En tout cas, s’il n’y a de consensus sur le sujet, cela pourrait poser un problème selon Bart Jourquin, professeur à l’UCLouvain et spécialiste des transports. «Pour moi, la difficulté, c’est que s’il y a des compagnies aériennes qui imposent le vaccin et d’autres pas, les secondes pourraient avoir un avantage concurrentiel vu que la contrainte pour prendre l’avion sera moins importante, même si le risque de contamination sera plus élevé. Si en revanche la politique des aéroports est de l’imposer pour tous les vols, la mesure me semble saine. Quoi qu’il arrive, ce qui est important, c’est que les passagers soient vraiment au courant des mesures avant de se rendre à l’aéroport, par exemple par mail».
Un «passeport de santé» pour mettre tout le monde d’accord
Face au risque de cacophonie, le pape de l’aviation, l'Association du transport aérien international (Iata), semble pour l’instant privilégier d’autres options. Elle part du constat que le chemin sera encore long avant d’atteindre à une vaccination à grande échelle, un luxe dont le secteur dit ne pouvoir se permettre, vu la crise qui le menace. L’heure est donc plutôt aux «tests systématiques pour rouvrir en toute sécurité les frontières sans mesures de quarantaine», comme l’affirme son directeur général, le Français Alexandre de Juniac.

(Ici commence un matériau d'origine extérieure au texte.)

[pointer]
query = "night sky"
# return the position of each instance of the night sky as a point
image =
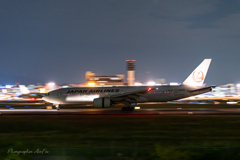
(59, 40)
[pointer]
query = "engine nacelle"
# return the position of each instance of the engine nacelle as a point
(102, 102)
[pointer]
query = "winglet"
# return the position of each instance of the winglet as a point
(196, 78)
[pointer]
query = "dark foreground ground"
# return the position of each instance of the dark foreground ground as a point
(127, 137)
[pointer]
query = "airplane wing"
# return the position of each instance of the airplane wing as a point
(131, 95)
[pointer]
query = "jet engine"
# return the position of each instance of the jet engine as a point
(102, 102)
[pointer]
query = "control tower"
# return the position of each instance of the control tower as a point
(131, 72)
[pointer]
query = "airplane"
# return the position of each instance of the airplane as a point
(105, 97)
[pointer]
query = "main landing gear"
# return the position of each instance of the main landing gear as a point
(128, 108)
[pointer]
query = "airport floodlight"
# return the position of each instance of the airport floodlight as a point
(151, 83)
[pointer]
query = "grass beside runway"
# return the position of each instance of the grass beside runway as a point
(122, 137)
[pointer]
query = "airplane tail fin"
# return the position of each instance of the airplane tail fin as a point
(196, 78)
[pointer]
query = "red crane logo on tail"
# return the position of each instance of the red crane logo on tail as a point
(198, 76)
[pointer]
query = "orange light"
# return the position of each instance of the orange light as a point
(149, 89)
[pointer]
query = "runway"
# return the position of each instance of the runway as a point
(117, 111)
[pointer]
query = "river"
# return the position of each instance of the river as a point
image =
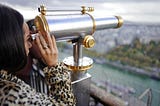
(103, 73)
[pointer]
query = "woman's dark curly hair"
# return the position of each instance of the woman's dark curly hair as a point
(12, 50)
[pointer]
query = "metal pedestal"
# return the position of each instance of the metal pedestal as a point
(81, 89)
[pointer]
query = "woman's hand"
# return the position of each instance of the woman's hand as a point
(48, 49)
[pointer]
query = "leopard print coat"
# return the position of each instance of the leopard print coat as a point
(15, 92)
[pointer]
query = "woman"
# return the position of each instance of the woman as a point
(15, 42)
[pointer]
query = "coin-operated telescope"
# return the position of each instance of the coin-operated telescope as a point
(79, 29)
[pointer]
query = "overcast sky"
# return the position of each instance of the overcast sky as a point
(130, 10)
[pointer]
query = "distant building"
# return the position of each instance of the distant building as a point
(146, 40)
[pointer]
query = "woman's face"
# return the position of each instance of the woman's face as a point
(27, 38)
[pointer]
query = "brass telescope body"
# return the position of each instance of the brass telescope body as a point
(74, 27)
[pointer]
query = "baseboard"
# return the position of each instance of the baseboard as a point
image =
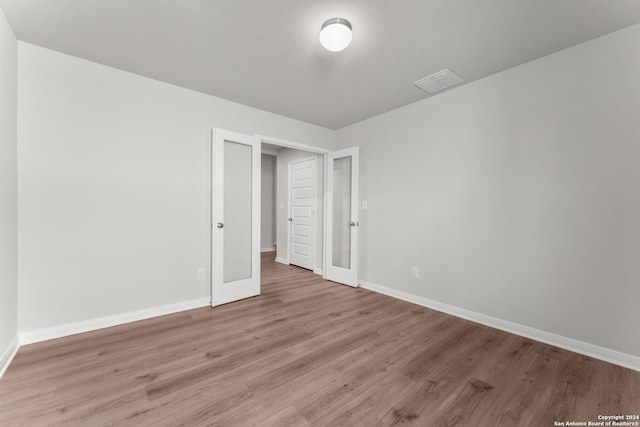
(591, 350)
(67, 329)
(9, 354)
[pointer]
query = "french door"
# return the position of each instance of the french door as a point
(341, 250)
(236, 217)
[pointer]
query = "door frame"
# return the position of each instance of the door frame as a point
(347, 276)
(314, 223)
(247, 287)
(325, 156)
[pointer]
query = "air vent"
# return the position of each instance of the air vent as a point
(438, 81)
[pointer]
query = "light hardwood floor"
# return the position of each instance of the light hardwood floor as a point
(308, 353)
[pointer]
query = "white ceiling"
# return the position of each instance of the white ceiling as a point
(265, 53)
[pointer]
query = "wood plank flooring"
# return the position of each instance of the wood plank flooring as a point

Ces tests seraient ensuite un élément essentiel d’un projet plus vaste sur lequel travaille l’Iata: la mise en place d’un «passeport de santé». Ce serait une sorte de laissez-passer international pour attester d’un test négatif ou, éventuellement, d’un vaccin. Cela nécessiterait une coopération inédite entre pays, labos et secteur aérien mais cela permettrait de faire redécoller les avions pour de bon. L’Iata espère son lancement pour le premier trimestre 2021. En attendant, c’est un protocole de tests européen uniforme qui devrait être mis en place, comme l’annoncent trois alliances mondiales de compagnies aériennes: Oneworld, Star Alliance et SkyTeam.
Et les États dans tout ça?
Pour finir, il ne faudrait pas oublier un acteur pourtant essentiel dans l’adoption éventuelle d’un vaccin obligatoire dans le transport aérien: les États. Ce sont par exemple eux qui décident d’imposer ou de recommander le vaccin contre la fièvre jaune pour aller dans tel ou tel pays. Ils vont donc vraisemblablement devoir se positionner sur celui pour la Covid-19. Or même le secrétaire australien à la Santé, Greg Hunt, a assuré à l’AFP qu’aucune décision définitive n’était prise à ce propos. Loin de soutenir directement le patron de Qantas, il laisse même entendre que l’entrée en Australie pourrait soit se faire par une vaccination, soit avec une quarantaine stricte de deux semaines. Plus proche de nous, le Parisien a demandé aux autorités françaises quelle était leur position, sans recevoir de réponse. Emmanuel Macron a néanmoins donné un signal lors de son allocution de ce mardi soir. «Je ne rendrai pas la vaccination obligatoire», a-t-il dit, suivant ainsi la ligne déjà édictée en Belgique.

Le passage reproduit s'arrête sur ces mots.